What do I think will happen? There is a media perception that there is a lot of Jeremy Corbyn “momentum” at the moment but I don’t think he is going to win. He is clearly the challenger candidate and he may even top the poll on first preferences, but the bulk of longstanding Labour members (who will form the majority of the electorate) were members through the end of the Blair/Brown era and through Ed Miliband’s leadership.

I think we can discount Liz Kendall. She represents a wing of the Labour Party (including Cllr Nick Small here in Liverpool) that alienates a big portion of the activist base. She’ll get a double figure first preference vote, but she lacks “big hitter” quality. Chukka Ummana might have done better (as long as there were no more “trash” skeletons in his cupboard) as a Blairite standard bearer. Should there be another contest and David Miliband somehow is eligible to stand, he too would probably make it to the run off.

Andy Burnham is the bookies’ favourite but there is no certainty about how reliable those odds will prove. Had Corbyn failed to make the ballot paper, Burnham would probably be feeling pretty comfortable as the likely winner. So while his view was that Corbyn should be on the ballot paper, I think that was foolishly based on the assumption that he would not make the top two candidates, and Corbyn preferences would in the main flow to Burnham, making him a comfortable winner under the Alternative Vote system. If the run off is Burnham v Corbyn, preferences from Cooper and Kendall will mean Burnham wins.

With Liz Kendall likely to be the lowest scoring candidate, it will be those Blairite preferences that will prove crucial. My view is that Alan Johnston’s endorsement of Yvette Cooper will be seen in retrospect as a crucial point in the contest. I expect Cooper to finish 3rd on first preferences, but not too far behind Burnham and Corbyn. Once Kendall’s 2nd preferences come into play, my view is that Cooper will make the top two, and the only question is whether she will face a run-off against Burnham or Corbyn. In either case, my prediction, FWIW, is that she will become the first woman to lead the Labour Party (in a permanent non-caretaker capacity).

The real challenge then is whether Cooper (or if I’m wrong, another candidate) will push for a “one big heave” strategy in 2020, to get into hung parliament territory with Labour as the largest party because an overall majority looks quite out of reach. The answer will come at party conference time and that first speech will be a very interesting one to watch.

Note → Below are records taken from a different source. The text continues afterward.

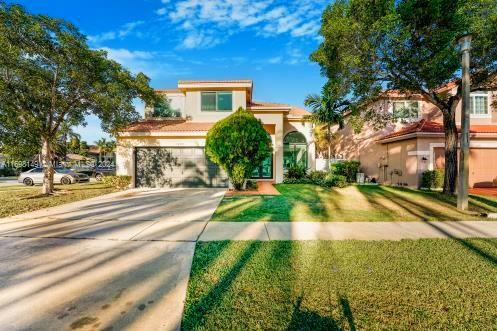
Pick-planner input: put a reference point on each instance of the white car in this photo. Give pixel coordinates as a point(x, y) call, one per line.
point(63, 176)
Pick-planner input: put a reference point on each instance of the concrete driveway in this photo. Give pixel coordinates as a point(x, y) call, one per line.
point(119, 261)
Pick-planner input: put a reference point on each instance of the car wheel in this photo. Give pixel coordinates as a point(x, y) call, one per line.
point(28, 182)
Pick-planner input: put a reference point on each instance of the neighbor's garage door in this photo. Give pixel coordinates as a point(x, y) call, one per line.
point(176, 167)
point(482, 167)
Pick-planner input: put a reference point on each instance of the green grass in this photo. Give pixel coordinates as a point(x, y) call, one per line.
point(312, 285)
point(301, 202)
point(18, 199)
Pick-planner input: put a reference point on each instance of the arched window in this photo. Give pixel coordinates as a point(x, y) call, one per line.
point(294, 150)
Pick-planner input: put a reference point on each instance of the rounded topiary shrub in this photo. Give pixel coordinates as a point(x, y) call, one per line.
point(238, 144)
point(431, 179)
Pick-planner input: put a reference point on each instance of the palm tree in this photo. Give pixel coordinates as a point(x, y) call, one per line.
point(102, 147)
point(327, 110)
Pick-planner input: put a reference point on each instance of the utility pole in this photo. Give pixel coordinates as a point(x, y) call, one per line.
point(463, 180)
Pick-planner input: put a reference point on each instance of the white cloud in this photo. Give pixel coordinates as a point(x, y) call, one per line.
point(275, 60)
point(206, 23)
point(124, 31)
point(161, 11)
point(152, 64)
point(199, 39)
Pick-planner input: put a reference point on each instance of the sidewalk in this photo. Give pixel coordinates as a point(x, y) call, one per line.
point(347, 230)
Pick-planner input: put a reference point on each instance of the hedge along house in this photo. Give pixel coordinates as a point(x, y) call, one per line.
point(399, 152)
point(169, 152)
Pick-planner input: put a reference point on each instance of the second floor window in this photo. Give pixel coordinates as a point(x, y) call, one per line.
point(479, 104)
point(405, 109)
point(216, 101)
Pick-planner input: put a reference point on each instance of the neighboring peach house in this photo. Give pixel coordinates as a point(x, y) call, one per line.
point(400, 152)
point(170, 152)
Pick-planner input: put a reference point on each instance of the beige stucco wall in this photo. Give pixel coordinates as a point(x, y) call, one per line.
point(403, 163)
point(474, 119)
point(306, 128)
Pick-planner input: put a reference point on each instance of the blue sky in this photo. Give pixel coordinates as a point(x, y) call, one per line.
point(268, 41)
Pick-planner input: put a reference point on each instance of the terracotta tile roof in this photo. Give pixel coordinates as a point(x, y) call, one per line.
point(426, 126)
point(215, 81)
point(179, 125)
point(295, 111)
point(168, 90)
point(167, 125)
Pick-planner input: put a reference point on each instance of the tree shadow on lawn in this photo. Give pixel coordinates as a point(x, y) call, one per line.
point(476, 203)
point(412, 207)
point(265, 287)
point(421, 211)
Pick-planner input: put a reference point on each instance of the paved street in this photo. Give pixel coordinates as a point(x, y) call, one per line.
point(103, 263)
point(122, 261)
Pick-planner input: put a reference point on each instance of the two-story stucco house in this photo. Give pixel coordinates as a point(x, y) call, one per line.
point(400, 152)
point(170, 152)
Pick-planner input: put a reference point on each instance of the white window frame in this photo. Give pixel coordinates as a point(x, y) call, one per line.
point(405, 101)
point(217, 107)
point(472, 98)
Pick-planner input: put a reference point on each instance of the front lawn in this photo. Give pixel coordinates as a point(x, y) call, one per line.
point(327, 285)
point(18, 199)
point(302, 202)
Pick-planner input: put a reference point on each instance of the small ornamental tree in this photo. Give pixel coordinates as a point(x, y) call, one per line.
point(238, 144)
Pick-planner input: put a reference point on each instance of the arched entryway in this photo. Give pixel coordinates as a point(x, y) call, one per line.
point(265, 169)
point(295, 150)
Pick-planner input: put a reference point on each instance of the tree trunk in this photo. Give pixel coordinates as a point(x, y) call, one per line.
point(46, 155)
point(450, 131)
point(329, 143)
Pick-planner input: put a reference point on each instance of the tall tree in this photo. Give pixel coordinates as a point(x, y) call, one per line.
point(409, 45)
point(327, 110)
point(102, 147)
point(50, 77)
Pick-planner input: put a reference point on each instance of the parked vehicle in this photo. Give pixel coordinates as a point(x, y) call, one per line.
point(63, 176)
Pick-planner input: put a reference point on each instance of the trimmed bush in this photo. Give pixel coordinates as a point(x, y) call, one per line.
point(119, 182)
point(348, 169)
point(303, 180)
point(238, 144)
point(333, 180)
point(296, 172)
point(432, 179)
point(317, 176)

Jonathan Clatworthy said...

You've worked out the sums more carefully than I have, but I do think Corbyn is being underrated in two ways. First, his candidacy has energised huge numbers of young people. If he doesn't get the leadership, they may carry on being energetic supporters of some Corbyn movement, but not of the Labour Party as such. The winner is going to have to handle that: turn down all that potential support, or change the Labour Party in a Corbynite direction?
Secondly, the media and political establishment are with one voice saying that if Corbyn wins, he is certain to lose the next general election because he is too left wing. This is what they want to believe, but it's nonsense. Where a leader stands on the left-right spectrum is only one factor in their electability. Knowing where you stand, being consistent and offering hope are all important too. My guess is that if he does become leader, by Christmas Labour will be ahead in the polls. Oh, and he'll probably have the sense to work in alliance with the Greens and SNP and Plaid.

Peter Cranie said...

It is funny looking back after not blogging for such a long time to see how things worked out. While Yvette Cooper may well have ended up as the challenger in a run off, the membership surge for Corbyn was quite incredible. Still, interesting times now for the Labour Party.